Terre indécise, races flottantes. Telles du moins nous les représente Tacite dans sa Germania. Des marais, des forêts, plus ou moins étendues, selon qu'elles s'éclaircissent et reculent devant l'homme, puis s'épaississant dans les lieux qu'il abandonne; habitations dispersées, cultures peu étendues, et transportées chaque année sur une terre nouvelle. Entre les forêts, des marches, vastes clairières, terres vagues et communes, passage des migrations, théâtre des premiers essais de la culture, où se groupent capricieusement quelques cabanes. «Leurs demeures, dit Tacite, ne sont pas rapprochées; ici, ils s'arrêtent près d'une source, là près d'un bouquet d'arbres.» Limiter, déterminer la marche, c'est la grande affaire des prud'hommes forestiers. Les limitations ne sont pas bien précises. «Jusqu'où, disent-ils, le laboureur peut-il étendre la culture dans la marche? aussi loin qu'il peut jeter son marteau.» Le marteau de Thor est le signe de la propriété, l'instrument de cette conquête pacifique sur la nature.
Il ne faudrait pourtant pas inférer de cette culture mobile, de ces mutations de demeures, que ces populations aient été nomades. Nous ne remarquons pas en elles cet esprit d'aventures qui a promené les Celtes antiques, les Tartares modernes, à travers l'Europe et l'Asie.
Les premières migrations germaniques sont généralement rapportées à des causes précises. L'invasion de l'Océan décida les Cimbres à fuir vers le Midi, entraînant avec eux tant de peuples. La guerre et la faim, le besoin d'une terre plus fertile, poussaient souvent les tribus les unes sur les autres, comme on le voit dans Tacite. Mais lorsqu'elles ont trouvé un sol fertile et défendu par la nature, elles s'y sont tenues; témoin les Frisons, qui, depuis tant de siècles, restent fidèles à la terre de leurs aïeux, aussi bien qu'à leurs usages.
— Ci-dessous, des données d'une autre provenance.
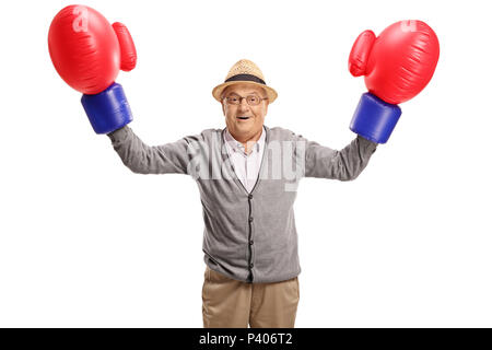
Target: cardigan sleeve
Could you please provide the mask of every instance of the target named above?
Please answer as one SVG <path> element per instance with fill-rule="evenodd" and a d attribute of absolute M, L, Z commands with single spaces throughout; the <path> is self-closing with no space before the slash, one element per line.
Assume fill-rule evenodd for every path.
<path fill-rule="evenodd" d="M 148 145 L 125 126 L 108 133 L 122 163 L 137 174 L 187 174 L 191 160 L 189 144 L 200 142 L 202 135 L 188 136 L 162 145 Z"/>
<path fill-rule="evenodd" d="M 305 177 L 320 177 L 339 180 L 355 179 L 367 165 L 377 143 L 358 136 L 342 150 L 332 150 L 317 142 L 296 136 L 297 152 L 304 150 Z"/>

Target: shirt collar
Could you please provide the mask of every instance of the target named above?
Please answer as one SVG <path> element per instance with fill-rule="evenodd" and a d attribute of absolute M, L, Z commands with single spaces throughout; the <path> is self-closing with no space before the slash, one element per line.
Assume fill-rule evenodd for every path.
<path fill-rule="evenodd" d="M 255 147 L 253 148 L 253 152 L 260 152 L 263 149 L 265 138 L 266 138 L 266 131 L 265 131 L 265 126 L 262 126 L 261 127 L 261 136 L 258 139 L 258 141 L 255 143 Z M 225 128 L 224 139 L 225 139 L 225 143 L 227 143 L 233 149 L 234 152 L 241 151 L 241 152 L 245 153 L 243 143 L 241 143 L 239 141 L 234 139 L 234 137 L 231 135 L 231 132 L 229 132 L 227 128 Z"/>

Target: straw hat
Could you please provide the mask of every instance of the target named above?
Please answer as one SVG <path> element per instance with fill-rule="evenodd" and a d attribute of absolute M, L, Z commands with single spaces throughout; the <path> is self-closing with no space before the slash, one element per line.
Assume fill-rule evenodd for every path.
<path fill-rule="evenodd" d="M 250 83 L 263 88 L 267 92 L 269 103 L 272 103 L 277 98 L 277 91 L 267 86 L 265 82 L 263 73 L 253 61 L 248 59 L 238 60 L 229 71 L 227 77 L 223 84 L 220 84 L 212 90 L 213 97 L 221 102 L 221 94 L 225 88 L 237 83 Z"/>

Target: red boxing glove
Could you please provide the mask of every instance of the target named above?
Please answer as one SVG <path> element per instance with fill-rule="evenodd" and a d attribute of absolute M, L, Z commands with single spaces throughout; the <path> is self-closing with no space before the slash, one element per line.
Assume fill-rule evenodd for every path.
<path fill-rule="evenodd" d="M 60 77 L 83 94 L 106 90 L 120 69 L 137 65 L 137 51 L 128 30 L 84 5 L 62 9 L 48 34 L 51 61 Z"/>
<path fill-rule="evenodd" d="M 349 57 L 354 77 L 365 75 L 367 90 L 390 104 L 414 97 L 431 80 L 440 57 L 434 31 L 422 21 L 391 24 L 376 38 L 359 35 Z"/>

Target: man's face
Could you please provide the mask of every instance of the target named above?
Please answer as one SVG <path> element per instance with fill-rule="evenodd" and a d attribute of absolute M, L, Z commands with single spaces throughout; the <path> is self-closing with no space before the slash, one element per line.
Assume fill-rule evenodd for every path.
<path fill-rule="evenodd" d="M 267 93 L 262 88 L 237 83 L 227 86 L 222 93 L 222 110 L 229 132 L 239 142 L 246 142 L 261 135 L 265 116 L 268 110 L 268 100 L 262 100 L 258 105 L 249 105 L 246 98 L 242 98 L 238 105 L 227 103 L 226 97 L 247 97 L 256 95 L 266 98 Z M 245 118 L 247 117 L 247 118 Z"/>

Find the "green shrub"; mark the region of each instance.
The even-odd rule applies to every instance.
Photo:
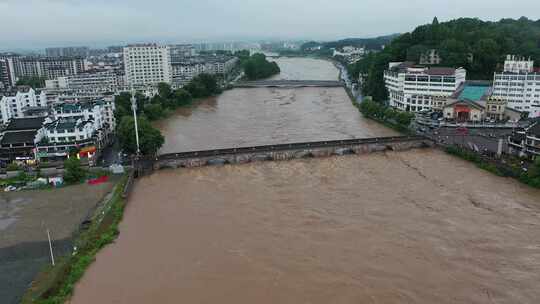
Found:
[[[10,163],[8,166],[7,166],[7,170],[8,171],[18,171],[20,170],[20,167],[17,163]]]
[[[64,181],[68,184],[77,184],[86,177],[86,170],[81,166],[81,161],[76,157],[70,157],[64,161]]]

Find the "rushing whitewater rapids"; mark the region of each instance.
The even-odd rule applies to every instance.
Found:
[[[162,153],[395,134],[324,88],[232,90],[159,127]],[[166,170],[71,303],[537,303],[539,235],[540,191],[437,150]]]
[[[436,150],[160,171],[72,303],[535,303],[539,197]]]

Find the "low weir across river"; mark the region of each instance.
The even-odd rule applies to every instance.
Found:
[[[253,161],[280,161],[332,155],[364,154],[386,150],[401,151],[430,147],[433,142],[422,136],[393,136],[332,141],[317,141],[216,149],[163,154],[139,162],[138,170],[149,172],[164,168],[191,168],[208,165],[242,164]]]
[[[332,80],[260,80],[244,81],[234,85],[235,88],[337,88],[344,87],[343,82]]]

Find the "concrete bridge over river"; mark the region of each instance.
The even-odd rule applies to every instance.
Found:
[[[137,167],[139,173],[144,174],[164,168],[191,168],[255,161],[365,154],[431,146],[433,146],[433,142],[423,136],[330,140],[163,154],[156,158],[141,159]]]
[[[343,82],[332,80],[258,80],[243,81],[234,85],[235,88],[334,88],[344,86]]]

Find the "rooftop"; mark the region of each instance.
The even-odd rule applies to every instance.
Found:
[[[34,144],[37,131],[7,132],[2,137],[2,145],[9,144]]]
[[[456,73],[454,68],[443,68],[443,67],[434,67],[426,70],[428,75],[443,75],[443,76],[452,76]]]
[[[14,118],[10,120],[6,131],[37,130],[43,126],[45,117]]]
[[[461,91],[461,94],[459,94],[458,99],[460,100],[469,99],[473,101],[479,101],[479,100],[482,100],[483,97],[487,95],[489,90],[490,90],[489,86],[465,84],[463,90]]]

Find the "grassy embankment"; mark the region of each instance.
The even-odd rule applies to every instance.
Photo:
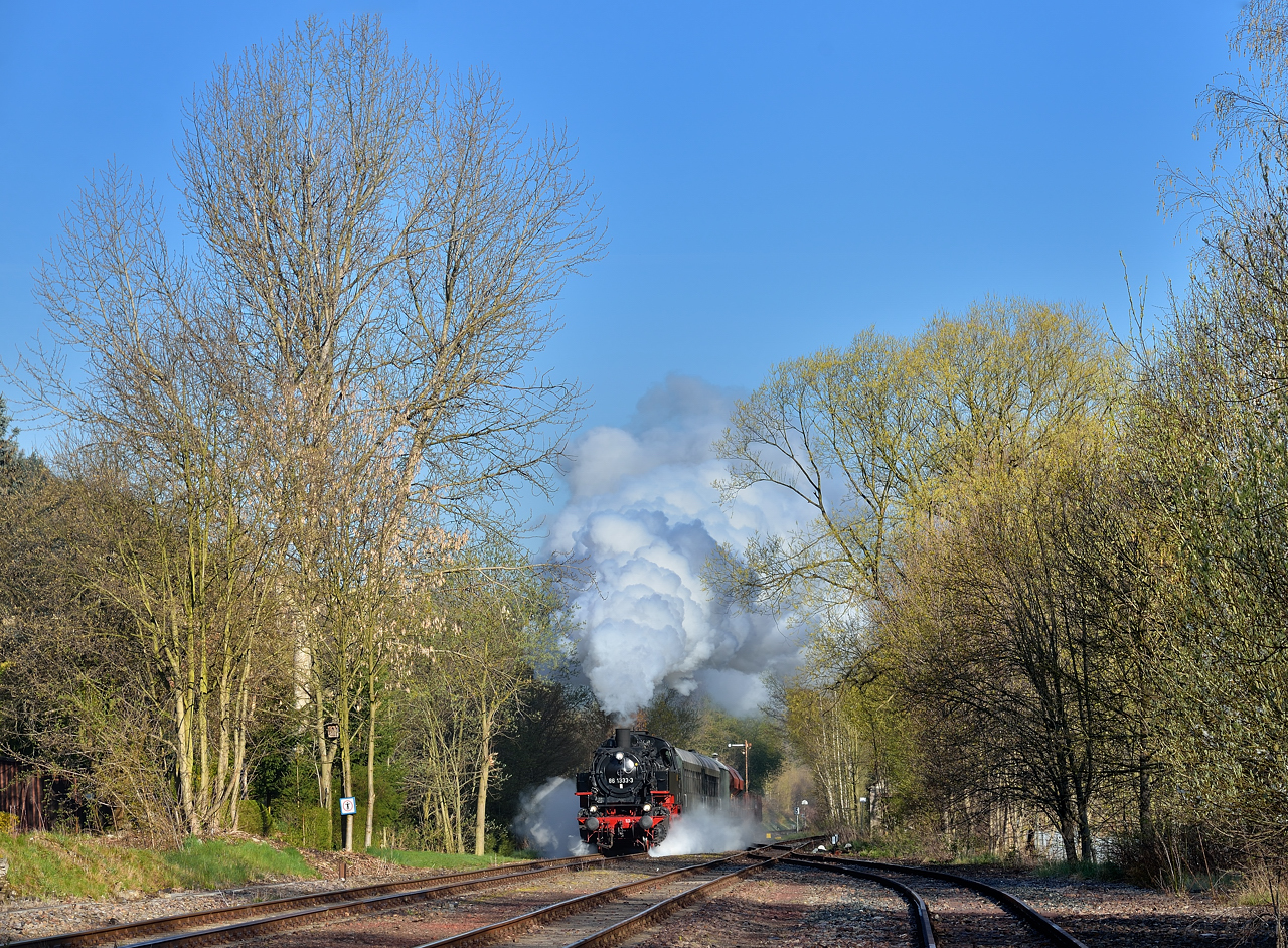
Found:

Les mœurs des premiers habitants de la Germanie n'étaient pas autres, ce semble, que celles de tant de nations barbares, de quelques vives couleurs qu'il ait plu à Tacite de les parer: l'hospitalité, la vengeance implacable, l'amour effréné du jeu et des boissons fermentées, la culture abandonnée aux femmes; tant d'autres traits, attribués aux Germains comme leur étant propres, par des écrivains qui ne connaissaient guère d'autres barbares. Toutefois, il ne faudrait pas les confondre avec les pasteurs tartares, ou les chasseurs de l'Amérique. Les peuplades de la Germanie, plus rapprochées de la vie agricole, moins dispersées et sur des espaces moins vastes, se présentent à nous avec des traits moins rudes; elles semblent moins sauvages que barbares, moins féroces que grossières.
À l'époque où Tacite prend la Germanie, les Cimbres et Teutons (Ingævons, Istævons) pâlissent et s'effacent à l'occident; les Goths et les Lombards commencent à poindre vers l'orient; l'avant-garde saxonne, les Angli, sont à peine nommés; la confédération francique n'est pas formée encore; c'est le règne des Suèves (Hermions)[140]. Quoique diverses religions locales aient pu exister chez plusieurs tribus, tout porte à croire que le culte dominant était celui des éléments, celui des arbres et des fontaines. Tous les ans, la déesse Hertha (erd, la terre) sortait, sur un char voilé, du mystérieux bocage où elle avait son sanctuaire, dans une île de l'Océan du Nord[141].